Monday, January 16, 2006

The Wisdom of Crowds

Groups of humans are generally more intelligent than any one human in them, and their collective decisions exercise an ability to predict future events any mere individual can recreate only by pure luck.

So when three people are shot at the All-Star Second Line, the consequences can be determined in the wisdom of the crowds:
“This is not what I came back here to see,” said Delanda Garner, who was scheduled to head back to Houston today.

***

“We want to come home, but we don’t want to come home to this,” Jenkins said.

***

“Out of 50 second-lines, 39 to 40 are going to have a shooting,” he said. “If I’ve got a beef with you, I can guarantee you I’m going to see you at a second-line.”
New Orleans is not a blank slate. We will be rebuilding on a lot of history that doesn’t just go away. The problems we ineffectually dealt with before the storm are still around.

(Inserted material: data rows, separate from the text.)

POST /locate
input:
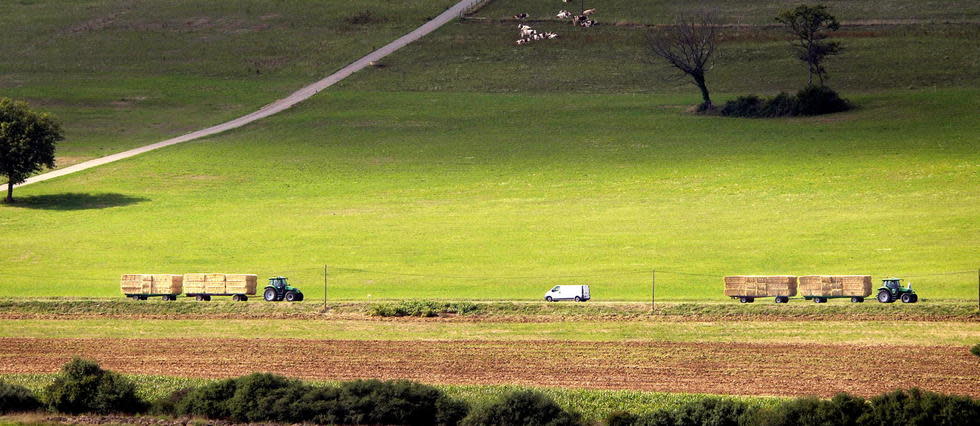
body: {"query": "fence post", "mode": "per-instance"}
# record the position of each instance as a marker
(653, 291)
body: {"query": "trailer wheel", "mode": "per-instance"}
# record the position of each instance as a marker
(269, 295)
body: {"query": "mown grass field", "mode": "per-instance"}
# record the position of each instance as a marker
(496, 196)
(593, 404)
(470, 169)
(962, 334)
(121, 75)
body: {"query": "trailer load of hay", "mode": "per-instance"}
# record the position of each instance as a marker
(147, 284)
(220, 283)
(835, 285)
(760, 285)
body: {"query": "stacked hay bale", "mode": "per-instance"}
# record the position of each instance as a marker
(220, 283)
(151, 284)
(760, 285)
(835, 285)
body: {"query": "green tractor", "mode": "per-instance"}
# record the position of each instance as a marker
(891, 290)
(279, 290)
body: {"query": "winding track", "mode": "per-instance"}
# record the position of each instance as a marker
(278, 106)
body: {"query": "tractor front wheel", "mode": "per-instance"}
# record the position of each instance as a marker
(269, 295)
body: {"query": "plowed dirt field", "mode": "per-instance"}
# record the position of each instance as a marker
(720, 368)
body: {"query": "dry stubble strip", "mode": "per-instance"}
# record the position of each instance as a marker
(744, 369)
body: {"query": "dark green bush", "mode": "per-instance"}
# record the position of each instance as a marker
(263, 397)
(523, 408)
(422, 308)
(84, 387)
(397, 402)
(167, 406)
(709, 411)
(782, 105)
(811, 100)
(817, 100)
(743, 106)
(14, 398)
(918, 407)
(209, 401)
(842, 409)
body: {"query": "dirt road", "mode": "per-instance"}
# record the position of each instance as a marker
(743, 369)
(277, 106)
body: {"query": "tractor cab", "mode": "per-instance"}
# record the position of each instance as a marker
(279, 289)
(891, 290)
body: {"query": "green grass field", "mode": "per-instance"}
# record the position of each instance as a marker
(470, 169)
(501, 196)
(593, 404)
(825, 332)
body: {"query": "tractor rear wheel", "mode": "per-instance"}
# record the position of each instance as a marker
(269, 295)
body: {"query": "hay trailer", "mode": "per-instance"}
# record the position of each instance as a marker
(820, 288)
(747, 288)
(145, 286)
(204, 286)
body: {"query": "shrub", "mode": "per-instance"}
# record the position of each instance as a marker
(817, 100)
(422, 308)
(523, 408)
(812, 100)
(782, 105)
(167, 406)
(842, 409)
(84, 387)
(397, 402)
(918, 407)
(709, 411)
(264, 397)
(743, 106)
(209, 401)
(17, 398)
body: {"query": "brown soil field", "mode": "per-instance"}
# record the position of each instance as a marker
(717, 368)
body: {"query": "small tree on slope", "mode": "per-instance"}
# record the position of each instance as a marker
(27, 142)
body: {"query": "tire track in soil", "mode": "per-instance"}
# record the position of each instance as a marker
(717, 368)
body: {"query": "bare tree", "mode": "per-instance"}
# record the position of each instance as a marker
(688, 46)
(809, 24)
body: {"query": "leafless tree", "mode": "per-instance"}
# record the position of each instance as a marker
(688, 46)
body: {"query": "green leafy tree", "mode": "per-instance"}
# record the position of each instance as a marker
(27, 142)
(810, 25)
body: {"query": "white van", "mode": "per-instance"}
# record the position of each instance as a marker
(578, 293)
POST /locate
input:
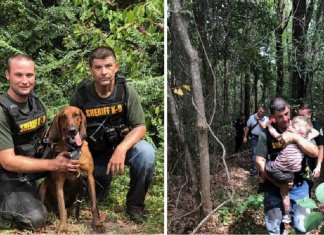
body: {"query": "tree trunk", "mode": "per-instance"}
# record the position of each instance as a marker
(225, 94)
(180, 131)
(247, 91)
(299, 84)
(279, 48)
(202, 129)
(255, 85)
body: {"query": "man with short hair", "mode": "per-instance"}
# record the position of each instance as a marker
(22, 122)
(268, 149)
(254, 125)
(314, 164)
(116, 128)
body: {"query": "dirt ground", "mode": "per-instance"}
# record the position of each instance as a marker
(183, 214)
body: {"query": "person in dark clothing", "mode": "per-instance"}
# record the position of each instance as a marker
(314, 164)
(116, 128)
(239, 125)
(22, 122)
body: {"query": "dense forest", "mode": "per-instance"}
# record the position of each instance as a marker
(226, 58)
(58, 35)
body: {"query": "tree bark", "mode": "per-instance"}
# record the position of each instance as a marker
(299, 84)
(202, 129)
(180, 131)
(279, 48)
(247, 90)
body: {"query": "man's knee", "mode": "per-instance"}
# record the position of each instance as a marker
(273, 219)
(300, 214)
(142, 154)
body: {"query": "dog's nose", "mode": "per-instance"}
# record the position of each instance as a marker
(72, 131)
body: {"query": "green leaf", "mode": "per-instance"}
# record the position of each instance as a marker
(307, 203)
(313, 220)
(322, 230)
(319, 192)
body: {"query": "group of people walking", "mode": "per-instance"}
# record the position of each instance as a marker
(286, 155)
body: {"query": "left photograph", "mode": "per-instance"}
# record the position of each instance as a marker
(81, 117)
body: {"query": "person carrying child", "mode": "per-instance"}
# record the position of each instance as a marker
(289, 160)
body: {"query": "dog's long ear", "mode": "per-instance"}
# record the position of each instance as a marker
(83, 127)
(55, 132)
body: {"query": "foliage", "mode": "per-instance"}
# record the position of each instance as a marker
(255, 201)
(58, 35)
(314, 219)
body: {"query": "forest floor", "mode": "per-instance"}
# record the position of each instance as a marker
(114, 220)
(244, 216)
(112, 214)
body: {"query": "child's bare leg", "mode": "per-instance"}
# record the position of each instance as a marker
(284, 191)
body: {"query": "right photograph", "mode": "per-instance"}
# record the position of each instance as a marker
(245, 115)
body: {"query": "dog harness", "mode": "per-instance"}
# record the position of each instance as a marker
(26, 129)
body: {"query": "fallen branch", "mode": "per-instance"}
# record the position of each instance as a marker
(210, 214)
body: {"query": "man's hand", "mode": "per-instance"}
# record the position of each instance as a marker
(317, 172)
(117, 161)
(62, 163)
(288, 137)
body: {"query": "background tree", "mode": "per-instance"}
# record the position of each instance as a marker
(59, 34)
(248, 52)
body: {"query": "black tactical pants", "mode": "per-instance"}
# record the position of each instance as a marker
(140, 158)
(20, 204)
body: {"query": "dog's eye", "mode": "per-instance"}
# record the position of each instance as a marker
(75, 115)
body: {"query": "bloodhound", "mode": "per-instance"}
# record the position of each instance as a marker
(60, 189)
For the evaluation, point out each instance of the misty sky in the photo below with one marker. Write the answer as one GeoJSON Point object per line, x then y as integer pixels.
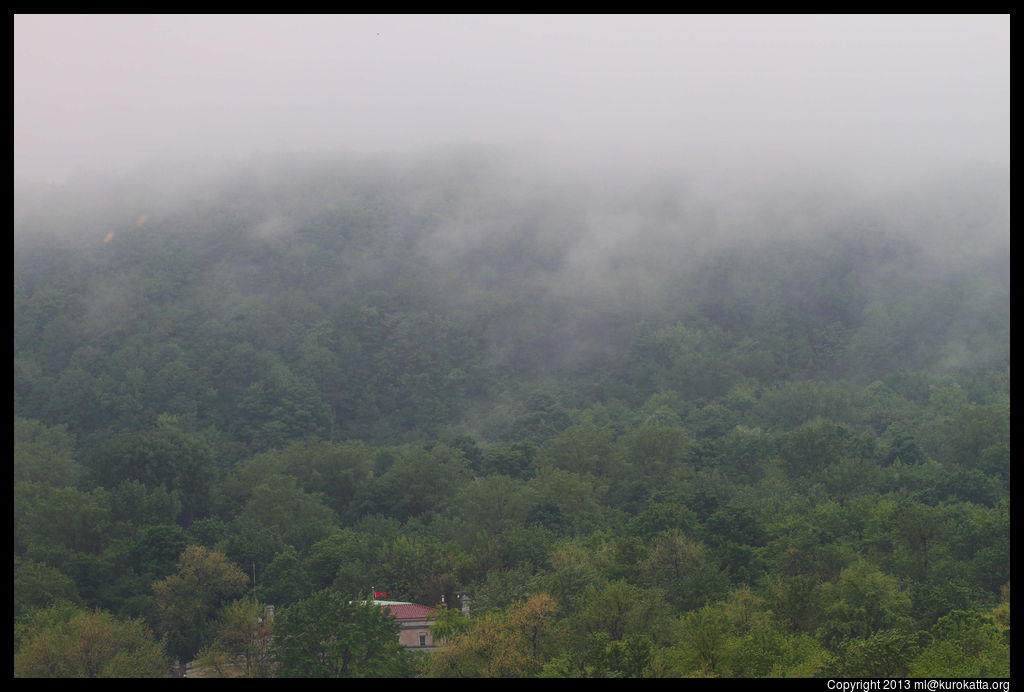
{"type": "Point", "coordinates": [105, 93]}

Violence, poor education, poverty, and segregation are all ills that will persist in the new New Orleans, unless we address racism in our city.

We can build better levees and have a dialogue about racism at the same time. Just as old problems don’t go away overnight, nor do solutions for those problems arise overnight. Nor do they come in the recommendations of an appointed commission.

Let us consult the wisdom of the crowds. They know what city they want to come back to. Let’s hear it. This is a democracy, right? So let’s vote.